Creative Commons License

This work is licensed under a Creative Commons Attribution 4.0 International License.

Practice 02 part 02: Match keypoints and solve Twin it!¶

In this part we will reuse pre-computed elements from the previous parts:

  • the distance matrix between bubbles computed from color histograms;
  • keypoints and descriptors for each bubble.

The idea is to select pairs of bubbles which are close according to the color histogram, then to compare the descriptors extracted from each of them. Based on the number of near-identical matches, we will return a much compact list of twin candidates.

This last part is decomposed into 3 steps:

  1. Prepare a matching framework to compare sets of descriptors.
  2. Reload all the pre-computed elements from the previous parts.
  3. Solve Twin it!.

1. Prepare a matching framework¶

Given two list of descriptors, $D_1$ and $D_2$ (which actually are flattened color image patches), we want to identify the matching pairs.

Instead of using a distance like the sum of squared differences, we will use a scoring approach, therefore the higher the score the better the matching.

This will be performed in three steps:

  1. Find for each element $d_i \in D_1$ the best match $\hat{d_j} \in D_2$, ie build the set
$$ \{ (d_i,\hat{d_j}) \mid \hat{d_j} = \underset{d_j \in D_2}{\mathrm{argmax}} \operatorname{score}(d_i, d_j) \}, $$

with the constraint that the matching score of two elements is above a minimal threshold: $$\operatorname{score}(d_i, d_j) > T.$$ In practice we only store the indices of the matching pairs. 2. Perform the reverse operation, find for each element $d_j \in D_2$ its best match $\hat{d_i} \in D_1$. 3. Keep only the matches which "agree", ie pairs that are in both sets.

No need to use large descriptors to test this step: we know our descriptors are 1-dimensional NumPy arrays, so you can test very simple cases to check your method before running it on large descriptors.

In [1]:
# deactivate buggy jupyter completion
%config Completer.use_jedi = False
In [2]:
import numpy as np
import cv2
import matplotlib.pyplot as plt
%matplotlib inline
import os
In [3]:
# TODO
PATH_TO_RESOURCES = "."  # FIXME set this to the path of the twinit resource directory
In [4]:
# prof
PATH_TO_RESOURCES = "/home/jchazalo/git/jchazalo/cours-mlrf-preparation/resources/twin_it"

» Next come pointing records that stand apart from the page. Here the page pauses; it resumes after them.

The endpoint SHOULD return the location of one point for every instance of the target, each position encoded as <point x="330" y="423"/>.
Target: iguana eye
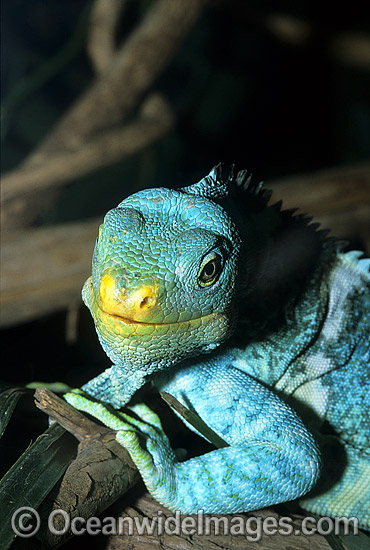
<point x="211" y="269"/>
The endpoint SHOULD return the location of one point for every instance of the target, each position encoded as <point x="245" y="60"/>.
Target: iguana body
<point x="254" y="320"/>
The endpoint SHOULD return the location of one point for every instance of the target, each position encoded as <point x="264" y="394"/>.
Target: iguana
<point x="250" y="317"/>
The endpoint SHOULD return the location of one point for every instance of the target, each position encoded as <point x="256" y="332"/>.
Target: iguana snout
<point x="135" y="304"/>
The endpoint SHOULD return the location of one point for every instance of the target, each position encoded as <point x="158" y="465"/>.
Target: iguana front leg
<point x="271" y="458"/>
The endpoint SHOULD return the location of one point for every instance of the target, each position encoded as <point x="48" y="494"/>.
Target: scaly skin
<point x="250" y="318"/>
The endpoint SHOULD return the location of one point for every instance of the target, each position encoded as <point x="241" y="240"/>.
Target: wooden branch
<point x="115" y="94"/>
<point x="155" y="121"/>
<point x="101" y="40"/>
<point x="43" y="269"/>
<point x="137" y="508"/>
<point x="101" y="472"/>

Normalized cross correlation¶

The scoring method we will use to compare the descriptors (color image patches) had the following formula, where $d_i$ and $d_j$ are two descriptors of the same size (3*patchside**2): $$ \operatorname{ncc}(d_i, d_j) = \frac{1}{|d_i|} \sum{ \frac{d_i - \bar{d_i}}{\sigma_{d_i} + \epsilon} \times \frac{d_j - \bar{d_j}}{\sigma_{d_j} + \epsilon} } $$ where:

  • $|d_i| = |d_j|$ is the length of the descriptor;
  • $\sum$ is the sum of the components of a vector;
  • $\times$ is the component-wise product of two vectors;
  • $\bar{d_i}$ is the mean value of $d_i$;
  • $\sigma_{d_i}$ is the standard deviation of $d_i$;
  • $\epsilon$ is a very small value ($\ll 1$) to avoid instability when $\sigma_{d_i} = 0$ (this may happens with buggy patches with constant values).

This simply compares vectors whose values are shifted around $0$ and scaled.

The result is close to $1$ for vectors which are highly colinears.

work

Complete the function below to compute a normalized cross correlation between descriptors.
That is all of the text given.